Ações protelatórias que deveriam estar mantendo produtores na atividade e evitando um desequilíbrio social, na verdade estão tendo efeito inverso. O consumidor nacional tem adotado um comportamento cada vez mais seletivo quanto a qualidade e composição dos produtos, com mais velocidade que o setor e entidades fiscalizadoras. Essa tendência tem motivado mudanças nas fazendas e nas indústrias e os limites oficiais são vistos por muitos como obsoletos.
Em 2005 o país produziu 24,6 bilhões de litros e o IBGE constatou que haviam 930 mil produtores de leite vinculados às indústrias com inspeção sanitária. Esses produtores representavam apenas 65,8% do leite nacional “formal”.
Em 2016 a produção total e a produtividade cresceram. Foram produzidos 33,62 bilhões de litros com 250 mil produtores vinculados a indústrias com inspeção sanitária. Mesmo com 680 mil produtores formais a menos, ainda registramos 31% de leite informal.

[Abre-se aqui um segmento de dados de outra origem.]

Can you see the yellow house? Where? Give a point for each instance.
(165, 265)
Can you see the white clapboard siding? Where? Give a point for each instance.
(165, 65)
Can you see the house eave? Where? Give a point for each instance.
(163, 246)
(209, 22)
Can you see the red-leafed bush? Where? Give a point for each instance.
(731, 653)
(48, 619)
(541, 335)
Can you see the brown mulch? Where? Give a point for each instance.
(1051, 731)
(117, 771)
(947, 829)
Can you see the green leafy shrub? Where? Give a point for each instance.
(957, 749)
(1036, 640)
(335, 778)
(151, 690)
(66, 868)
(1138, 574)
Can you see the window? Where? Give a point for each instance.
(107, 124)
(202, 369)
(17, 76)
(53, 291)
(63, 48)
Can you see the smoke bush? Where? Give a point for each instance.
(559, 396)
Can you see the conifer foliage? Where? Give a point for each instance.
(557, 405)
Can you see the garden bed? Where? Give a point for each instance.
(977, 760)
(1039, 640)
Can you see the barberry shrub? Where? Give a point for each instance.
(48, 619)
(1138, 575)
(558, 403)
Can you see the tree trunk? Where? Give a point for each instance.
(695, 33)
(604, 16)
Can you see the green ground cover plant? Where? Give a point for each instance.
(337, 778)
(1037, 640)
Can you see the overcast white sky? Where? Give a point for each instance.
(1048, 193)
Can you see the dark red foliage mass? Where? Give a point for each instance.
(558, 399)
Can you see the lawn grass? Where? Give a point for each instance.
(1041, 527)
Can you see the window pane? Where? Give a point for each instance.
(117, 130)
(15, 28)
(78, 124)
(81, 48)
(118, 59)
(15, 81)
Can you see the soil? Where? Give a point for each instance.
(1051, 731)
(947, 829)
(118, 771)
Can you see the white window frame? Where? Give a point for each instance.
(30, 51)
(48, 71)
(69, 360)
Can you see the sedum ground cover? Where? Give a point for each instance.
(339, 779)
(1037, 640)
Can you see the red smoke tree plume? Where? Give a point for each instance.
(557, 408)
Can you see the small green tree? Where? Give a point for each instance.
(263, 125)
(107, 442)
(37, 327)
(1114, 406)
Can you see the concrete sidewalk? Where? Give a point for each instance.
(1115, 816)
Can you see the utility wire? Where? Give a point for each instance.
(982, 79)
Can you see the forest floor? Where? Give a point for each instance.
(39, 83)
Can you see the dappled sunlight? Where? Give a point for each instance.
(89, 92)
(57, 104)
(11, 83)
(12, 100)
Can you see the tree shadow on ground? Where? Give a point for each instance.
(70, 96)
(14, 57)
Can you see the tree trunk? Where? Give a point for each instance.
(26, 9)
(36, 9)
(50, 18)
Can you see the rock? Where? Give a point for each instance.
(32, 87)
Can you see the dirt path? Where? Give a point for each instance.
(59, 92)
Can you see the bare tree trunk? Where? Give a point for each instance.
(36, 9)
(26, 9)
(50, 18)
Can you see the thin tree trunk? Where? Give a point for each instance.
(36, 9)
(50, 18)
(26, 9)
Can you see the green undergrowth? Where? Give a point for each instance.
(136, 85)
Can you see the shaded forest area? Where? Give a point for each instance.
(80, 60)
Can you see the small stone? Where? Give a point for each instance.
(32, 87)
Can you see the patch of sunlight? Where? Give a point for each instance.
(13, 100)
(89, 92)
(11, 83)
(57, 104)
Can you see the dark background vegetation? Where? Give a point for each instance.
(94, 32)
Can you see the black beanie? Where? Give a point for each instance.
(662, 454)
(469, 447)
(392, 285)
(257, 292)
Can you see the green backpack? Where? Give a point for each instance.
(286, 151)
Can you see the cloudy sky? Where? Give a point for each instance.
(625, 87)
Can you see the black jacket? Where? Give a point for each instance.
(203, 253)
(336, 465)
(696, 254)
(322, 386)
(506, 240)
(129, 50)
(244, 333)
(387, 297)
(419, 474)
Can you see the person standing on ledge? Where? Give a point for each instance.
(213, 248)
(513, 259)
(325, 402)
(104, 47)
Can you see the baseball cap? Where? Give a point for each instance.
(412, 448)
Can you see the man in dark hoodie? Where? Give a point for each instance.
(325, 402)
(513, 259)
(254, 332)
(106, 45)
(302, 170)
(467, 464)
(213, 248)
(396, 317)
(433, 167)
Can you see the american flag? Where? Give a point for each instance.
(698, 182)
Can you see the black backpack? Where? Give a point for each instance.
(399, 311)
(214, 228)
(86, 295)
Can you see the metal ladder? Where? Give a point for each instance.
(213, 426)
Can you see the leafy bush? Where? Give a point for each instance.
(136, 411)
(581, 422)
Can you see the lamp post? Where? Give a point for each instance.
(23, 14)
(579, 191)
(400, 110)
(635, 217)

Esses números evidenciam que postergar qualidade não mantem produtores na atividade, mas na verdade provoca crises de tempos em tempos que os exclui, sendo esses em sua maioria os formais. Portanto essas medidas são na verdade de exclusão.
A “seleção natural” é por característica mais traumática. Produtores mantidos a margem, destinados fatalmente a inviabilidade, não têm recursos para provocar evoluções genéticas, sanitárias, nutricionais e de gestão que o setor precisa. Ainda patinamos ao redor de 1.700 litros produzidos por vaca ano por exemplo. O setor sangra lentamente, e o ineficiente provoca crises de oferta que faz sofrer o eficiente, inviabilizando também fazendas promissoras que deveriam estar puxando para cima os números nacionais.
Contagem Bacteriana Total de 300.000 UFC/ml representa na prática um leite com alta contaminação. No dia a dia, identificamos falhas grosseiras de higiene e frio em fazendas com CBT acima de 30 mil UFC/ml. É perfeitamente possível, através de um programa de Boas Práticas como manifestou o MAPA, estabelecer um limite de 100.000 UFC/ml. Esse passo certamente daria um salto na qualidade média do leite, possibilitando em um futuro próximo trazer o limite para 50 mil UFC/ml e dando argumento para as entidades setoriais abrir mais mercados para o leite nacional ao redor do mundo.
Manter a CCS como padrão de monitoramento em 500 mil CCS/ml é coerente desde que haja um plano de educação continuada sério por parte da indústria e uma conscientização intensa dos produtores quanto aos prejuízos altíssimos causados pela mastite nas fazendas.
Nesse momento, o setor precisa dar um passo importante rumo a qualidade do leite. Esse passo é inclusivo, vai ajudar os produtores a se manter na atividade. Precisamos de leite seguro de qualidade e que propicie melhores condições comerciais para a cadeia.